My article, “‘These Communities Have the Most to Gain From Valley Cityhood’: Color-Blind Rhetoric of Urban Secession in Los Angeles, 1996-2002” is now published online in the Journal of Urban History.
Emma Green at Atlantic Cities asks if a new generation of mayors, pictured here, is up to the task of saving the world.
My first reaction? These mayors?
Green cites a growing body of “glocalist” advocacy that positions mayors outside of national partisan gridlock as “nonideological problem solvers.” Fitting Bloomberg, Booker, and Rahm into that category does serious violence to all three words in that description, unless, of course, problem solving is redefined as privatizing everything in sight. Chicagoans are getting wise to this, but the folks at Brookings seem to be missing the point.
Historically speaking, though, it’s not so odd to think of the urban scale as the most relevant one to address many kinds of problems. While the city has been a basic political, social, and economic unit for millennia, the nation-state’s run has lasted only a couple of centuries. Cities remain centers of commerce, immigration, and intellectual and artistic ferment that confound national borders. So why should our social life be organized around the imperatives of an imaginary construct like the nation, rather than by the immediacy of urban space? Building on what Henri Lefebvre calls the “Right to the City,” Ed Soja argues that
After centuries during which the national state defined citizenship and human rights, the city is seen again to be a special space and place of social and economic advantage, a focal point for the workings of social power and hierarchy, and therefore a potent battleground for struggles seeking greater democracy, equality, and justice.

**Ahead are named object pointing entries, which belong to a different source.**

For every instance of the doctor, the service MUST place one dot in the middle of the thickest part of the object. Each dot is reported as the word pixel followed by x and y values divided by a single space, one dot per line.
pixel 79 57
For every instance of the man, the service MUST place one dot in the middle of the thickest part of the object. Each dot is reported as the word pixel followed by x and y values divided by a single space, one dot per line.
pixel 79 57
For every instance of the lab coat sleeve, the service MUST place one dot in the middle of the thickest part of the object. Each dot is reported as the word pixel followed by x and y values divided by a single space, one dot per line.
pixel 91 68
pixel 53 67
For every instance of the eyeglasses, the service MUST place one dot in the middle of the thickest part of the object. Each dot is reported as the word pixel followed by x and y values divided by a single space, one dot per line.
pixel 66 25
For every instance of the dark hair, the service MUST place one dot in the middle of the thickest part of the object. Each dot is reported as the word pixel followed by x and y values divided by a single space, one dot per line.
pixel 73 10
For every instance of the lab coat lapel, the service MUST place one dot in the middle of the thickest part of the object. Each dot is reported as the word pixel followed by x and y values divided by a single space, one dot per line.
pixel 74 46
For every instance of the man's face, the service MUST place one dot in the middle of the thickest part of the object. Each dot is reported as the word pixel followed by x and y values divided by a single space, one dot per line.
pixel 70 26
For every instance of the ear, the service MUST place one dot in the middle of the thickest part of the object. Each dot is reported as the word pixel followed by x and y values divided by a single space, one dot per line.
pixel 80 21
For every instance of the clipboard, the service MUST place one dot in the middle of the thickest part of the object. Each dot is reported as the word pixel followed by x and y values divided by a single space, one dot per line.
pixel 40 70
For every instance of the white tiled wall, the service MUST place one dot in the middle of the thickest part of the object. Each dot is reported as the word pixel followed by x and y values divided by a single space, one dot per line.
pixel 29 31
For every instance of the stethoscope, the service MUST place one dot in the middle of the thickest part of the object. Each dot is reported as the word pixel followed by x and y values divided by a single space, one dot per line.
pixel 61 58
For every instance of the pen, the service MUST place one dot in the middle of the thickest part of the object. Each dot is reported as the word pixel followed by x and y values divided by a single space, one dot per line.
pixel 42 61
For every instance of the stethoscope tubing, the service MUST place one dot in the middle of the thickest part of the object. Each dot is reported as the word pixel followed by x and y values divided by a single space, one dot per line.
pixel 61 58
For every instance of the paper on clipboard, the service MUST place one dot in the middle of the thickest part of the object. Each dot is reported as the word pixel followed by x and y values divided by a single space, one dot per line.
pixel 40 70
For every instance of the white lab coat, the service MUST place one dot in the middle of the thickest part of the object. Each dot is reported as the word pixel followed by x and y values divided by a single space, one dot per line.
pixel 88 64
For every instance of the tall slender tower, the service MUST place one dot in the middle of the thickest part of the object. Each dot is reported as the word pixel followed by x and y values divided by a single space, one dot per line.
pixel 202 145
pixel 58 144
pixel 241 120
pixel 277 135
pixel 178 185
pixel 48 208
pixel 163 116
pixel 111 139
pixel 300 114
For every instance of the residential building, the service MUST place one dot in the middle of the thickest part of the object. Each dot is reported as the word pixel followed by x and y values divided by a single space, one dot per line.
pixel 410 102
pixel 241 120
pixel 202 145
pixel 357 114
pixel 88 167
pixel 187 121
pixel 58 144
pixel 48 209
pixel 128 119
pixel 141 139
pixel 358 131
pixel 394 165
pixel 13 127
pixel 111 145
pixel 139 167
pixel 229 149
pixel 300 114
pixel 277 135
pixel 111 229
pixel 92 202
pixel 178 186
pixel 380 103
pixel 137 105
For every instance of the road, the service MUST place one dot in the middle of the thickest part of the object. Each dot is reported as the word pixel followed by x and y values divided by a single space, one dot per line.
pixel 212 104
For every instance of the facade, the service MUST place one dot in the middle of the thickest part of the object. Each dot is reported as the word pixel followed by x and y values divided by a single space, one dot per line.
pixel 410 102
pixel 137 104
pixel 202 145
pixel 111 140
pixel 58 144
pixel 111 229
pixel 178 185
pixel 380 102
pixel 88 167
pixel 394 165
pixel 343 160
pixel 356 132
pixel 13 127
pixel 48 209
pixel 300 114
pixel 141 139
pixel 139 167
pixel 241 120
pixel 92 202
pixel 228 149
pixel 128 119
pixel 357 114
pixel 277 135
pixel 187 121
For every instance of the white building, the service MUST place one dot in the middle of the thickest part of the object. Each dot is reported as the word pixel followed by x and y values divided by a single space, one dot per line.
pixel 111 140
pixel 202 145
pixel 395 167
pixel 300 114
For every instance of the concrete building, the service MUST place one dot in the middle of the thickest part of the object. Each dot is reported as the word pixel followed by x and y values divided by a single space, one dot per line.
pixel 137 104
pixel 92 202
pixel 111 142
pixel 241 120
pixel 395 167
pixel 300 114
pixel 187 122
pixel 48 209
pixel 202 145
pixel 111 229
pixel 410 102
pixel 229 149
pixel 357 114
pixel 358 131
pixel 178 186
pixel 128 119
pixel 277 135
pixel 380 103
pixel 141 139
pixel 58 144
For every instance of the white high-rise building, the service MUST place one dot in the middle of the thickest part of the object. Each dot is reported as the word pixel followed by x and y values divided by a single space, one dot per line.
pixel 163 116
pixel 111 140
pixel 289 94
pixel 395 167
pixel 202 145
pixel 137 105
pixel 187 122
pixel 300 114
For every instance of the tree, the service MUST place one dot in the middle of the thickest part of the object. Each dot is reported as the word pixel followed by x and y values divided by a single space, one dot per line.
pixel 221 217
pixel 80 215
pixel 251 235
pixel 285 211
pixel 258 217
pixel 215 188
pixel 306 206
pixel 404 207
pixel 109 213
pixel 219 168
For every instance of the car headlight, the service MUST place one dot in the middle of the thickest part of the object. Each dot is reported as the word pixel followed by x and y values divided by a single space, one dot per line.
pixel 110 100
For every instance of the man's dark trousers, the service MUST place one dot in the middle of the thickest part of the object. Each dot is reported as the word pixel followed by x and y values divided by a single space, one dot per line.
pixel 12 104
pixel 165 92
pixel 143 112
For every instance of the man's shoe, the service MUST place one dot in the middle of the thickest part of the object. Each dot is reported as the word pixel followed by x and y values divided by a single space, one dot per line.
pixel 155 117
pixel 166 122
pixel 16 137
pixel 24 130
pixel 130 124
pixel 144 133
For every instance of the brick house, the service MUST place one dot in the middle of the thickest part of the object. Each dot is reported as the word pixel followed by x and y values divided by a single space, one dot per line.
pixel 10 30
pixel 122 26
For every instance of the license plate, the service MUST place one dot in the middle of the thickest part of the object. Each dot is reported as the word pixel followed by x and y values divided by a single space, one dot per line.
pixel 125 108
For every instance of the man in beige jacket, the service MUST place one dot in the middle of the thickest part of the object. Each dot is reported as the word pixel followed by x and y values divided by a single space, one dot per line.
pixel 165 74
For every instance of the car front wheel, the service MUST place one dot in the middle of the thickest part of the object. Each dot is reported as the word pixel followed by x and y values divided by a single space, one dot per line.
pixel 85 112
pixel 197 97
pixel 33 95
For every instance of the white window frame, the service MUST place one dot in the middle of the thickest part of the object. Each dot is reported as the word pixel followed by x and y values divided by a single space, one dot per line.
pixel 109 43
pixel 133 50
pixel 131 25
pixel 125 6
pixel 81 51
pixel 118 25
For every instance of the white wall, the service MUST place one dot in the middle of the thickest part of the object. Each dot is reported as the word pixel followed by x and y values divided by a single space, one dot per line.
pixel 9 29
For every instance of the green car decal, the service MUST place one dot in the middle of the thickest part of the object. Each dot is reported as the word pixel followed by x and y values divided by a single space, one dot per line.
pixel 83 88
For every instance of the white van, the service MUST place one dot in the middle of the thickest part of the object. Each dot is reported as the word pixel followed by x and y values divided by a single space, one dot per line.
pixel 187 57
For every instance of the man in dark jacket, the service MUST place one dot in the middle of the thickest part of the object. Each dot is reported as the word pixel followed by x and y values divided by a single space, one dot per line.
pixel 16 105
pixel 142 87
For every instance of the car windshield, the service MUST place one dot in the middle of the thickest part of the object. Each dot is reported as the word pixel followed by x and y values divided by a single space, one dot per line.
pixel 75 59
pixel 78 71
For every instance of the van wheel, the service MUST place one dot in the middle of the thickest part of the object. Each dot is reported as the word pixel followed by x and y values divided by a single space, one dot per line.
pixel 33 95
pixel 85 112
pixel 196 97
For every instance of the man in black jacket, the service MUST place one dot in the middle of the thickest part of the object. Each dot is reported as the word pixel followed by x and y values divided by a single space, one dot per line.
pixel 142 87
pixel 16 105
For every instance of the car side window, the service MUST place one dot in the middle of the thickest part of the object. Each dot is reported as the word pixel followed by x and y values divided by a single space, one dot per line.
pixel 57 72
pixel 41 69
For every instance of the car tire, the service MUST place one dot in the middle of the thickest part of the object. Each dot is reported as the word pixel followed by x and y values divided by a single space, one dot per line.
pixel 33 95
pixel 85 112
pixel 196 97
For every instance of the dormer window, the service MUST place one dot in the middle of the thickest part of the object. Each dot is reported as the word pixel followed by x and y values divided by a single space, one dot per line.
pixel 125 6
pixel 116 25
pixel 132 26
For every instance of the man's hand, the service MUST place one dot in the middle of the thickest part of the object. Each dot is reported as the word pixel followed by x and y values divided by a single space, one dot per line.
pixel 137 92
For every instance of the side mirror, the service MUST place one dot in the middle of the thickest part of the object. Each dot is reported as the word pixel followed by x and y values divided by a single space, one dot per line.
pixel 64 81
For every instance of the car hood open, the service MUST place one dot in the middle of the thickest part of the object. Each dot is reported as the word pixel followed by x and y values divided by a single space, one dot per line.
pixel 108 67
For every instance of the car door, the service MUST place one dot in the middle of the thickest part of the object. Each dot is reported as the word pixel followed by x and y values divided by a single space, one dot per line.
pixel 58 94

But this contemplation of equality based on the mutually shared condition of urban habitation is not part of the agenda of privatizers and 1%-ers like Bloomberg, Booker, or Emanuel, who have eagerly embraced privatization as a way of removing accountability for public services from the public, speeding the accumulation of capital, and disempowering the political constituencies that have sprung up in urban society through years of struggle for democracy, equality, and justice. While the glocalist position advanced out of Brookings is that the federal retreat from urban policy puts cities on their own, it is by no means clear that neoliberal pursuit of mobile capital is the necessary response. Though, to be fair, it does seem to be the only thing anybody’s trying.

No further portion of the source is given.